GST Reforms vs US Tariffs: India Aims to Achieve Balance

GST reforms aim to ease the impact on the Indian economy. This impact would result from 50% US tariffs on exports. Still, that’s a delicate balance to strike. US Tariffs on any has forced finance ministry to bring forth India’s biggest tax overhaul since 2017. That’s set to shape the country’s GDP growth, its inflation trajectory and fiscal deficit for years to come.

In essence, GST reforms are a cushion to the blow. The Indian economy would take this blow due to Trump’s tariff tirades over the purchase of Russian oil. SBI Chief Economist Soumya Kanti Ghosh told Reuters, “The consumption boost from the GST rate rationalisation will be significant. It will more than neutralise any possible revenue impact.” “The impact on fiscal deficit will be almost insignificant or even positive.”

GST Reforms will boost GDP

Ghosh had previously pointed out that GST reforms alone can add 60 basis points to India’s GDP print. This increase will happen over the next 12 months. This contrasts with US tariffs that can dent growth by up to 1 percentage point over time. This information was reported by Reuters on 21 August citing an MUFG analysis. One basis point is one-hundredth of a percentage point.

“Lower GST rates will be positive for growth in the second half of the year.” This was stated by DBS Group Research’s Senior Economist Radhika Rao in a note. She added that changes will also expand the size of the formal economy.

The GST rate cuts are expected to put more disposable income in the hands of consumers. This is intended to lift consumption, which accounts for 60% of India’s GDP. According to Revenue Secretary Arvind Shrivastava, the changes will have a net impact of ₹48,000 crore on revenues. However, they will be fiscally sustainable.

Also read: Simplified GST Ahead: Two-Slab Tax Model to Benefit Common Man, Farmers & MSMEs

GST Reforms aims to push consumption

Economists expect this tax relief to deliver a consumption push, with Reuters estimating the move could shave up to 1.1 percentage points off CPI inflation. Lower prices typically spur real consumption, and analysts project 30-70 bps boost to GDP growth in FY26. Sectors such as autos, cement, and consumer durables are seen benefiting most.

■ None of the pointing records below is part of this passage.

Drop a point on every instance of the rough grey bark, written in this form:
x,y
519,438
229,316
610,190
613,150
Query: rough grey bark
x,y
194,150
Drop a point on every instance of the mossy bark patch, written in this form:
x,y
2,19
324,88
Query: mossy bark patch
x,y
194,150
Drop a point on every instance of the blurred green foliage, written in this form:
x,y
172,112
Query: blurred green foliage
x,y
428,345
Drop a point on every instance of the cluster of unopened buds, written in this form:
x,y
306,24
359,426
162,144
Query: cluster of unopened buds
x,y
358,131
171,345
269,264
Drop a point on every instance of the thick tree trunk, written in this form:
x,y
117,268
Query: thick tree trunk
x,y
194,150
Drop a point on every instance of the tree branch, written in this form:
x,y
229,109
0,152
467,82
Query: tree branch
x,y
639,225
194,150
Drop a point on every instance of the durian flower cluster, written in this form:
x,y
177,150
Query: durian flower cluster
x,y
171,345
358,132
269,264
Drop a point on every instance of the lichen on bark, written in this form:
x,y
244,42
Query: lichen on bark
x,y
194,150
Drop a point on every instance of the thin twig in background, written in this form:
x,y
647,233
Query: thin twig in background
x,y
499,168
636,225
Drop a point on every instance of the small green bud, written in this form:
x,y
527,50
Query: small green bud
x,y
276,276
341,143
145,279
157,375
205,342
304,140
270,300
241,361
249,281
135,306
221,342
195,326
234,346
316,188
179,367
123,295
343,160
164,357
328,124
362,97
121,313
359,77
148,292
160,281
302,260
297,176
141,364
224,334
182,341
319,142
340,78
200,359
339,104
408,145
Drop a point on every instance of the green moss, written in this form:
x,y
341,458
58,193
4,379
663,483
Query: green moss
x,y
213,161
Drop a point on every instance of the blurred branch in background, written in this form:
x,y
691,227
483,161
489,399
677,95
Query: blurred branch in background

On the flip side, the rate cuts mean a direct revenue loss of around ₹48,000 crore, about 0.13% of the gross domestic product. While higher GST buoyancy—monthly collections have been averaging ₹1.8-1.95 lakh crore—could offset part of this, the fiscal math will tighten in the short term.

Without spending cuts or efficiency gains, the fiscal deficit could widen from the budget target of 4.4% to 4.5-4.6% of GDP.

US Tariffs to Impact Exports, Rupee

The US is India’s largest export destination, with shipments worth $80-87 billion in FY25, or about 2-2.5% of GDP. Citigroup Inc. estimates that the combined 50% US tariff poses a 60-80 bps downside risk to India’s annual GDP growth.

The rupee has already come under pressure, sliding to record lows on fears of export losses and capital outflows. A weaker currency raises import costs, particularly for crude oil and electronics inputs, adding 10-30 bps to retail inflation.

Taken together, the GST reforms and US tariffs pull the economy in opposite directions. GST rate cuts add to demand, while tariffs sap exports and weaken the rupee. It’s worth noting here that India’s GDP growth rate rose to highest in at least a year to 7.8% in April-June 2025. That was before US tariffs took effect and GST reforms were announced.

GST Reforms to have Positive Impact

Finance Minister Nirmala Sitharaman assured that the GST reforms were not influenced by the tariff turmoil. She said they will have a “very positive” impact on India’s GDP. “We believe GST is not a static situation—when rates come down, buoyancy goes up,” Revenue Secretary Shrivastava said. “We expect people to come out and buy more when taxes are reduced.”

If India can ride out the export shock while boosting consumption through GST reforms, it could emerge stronger. In the short run, policymakers must support consumption. They also need to manage the currency. Additionally, they have to keep the fiscal roadmap credible.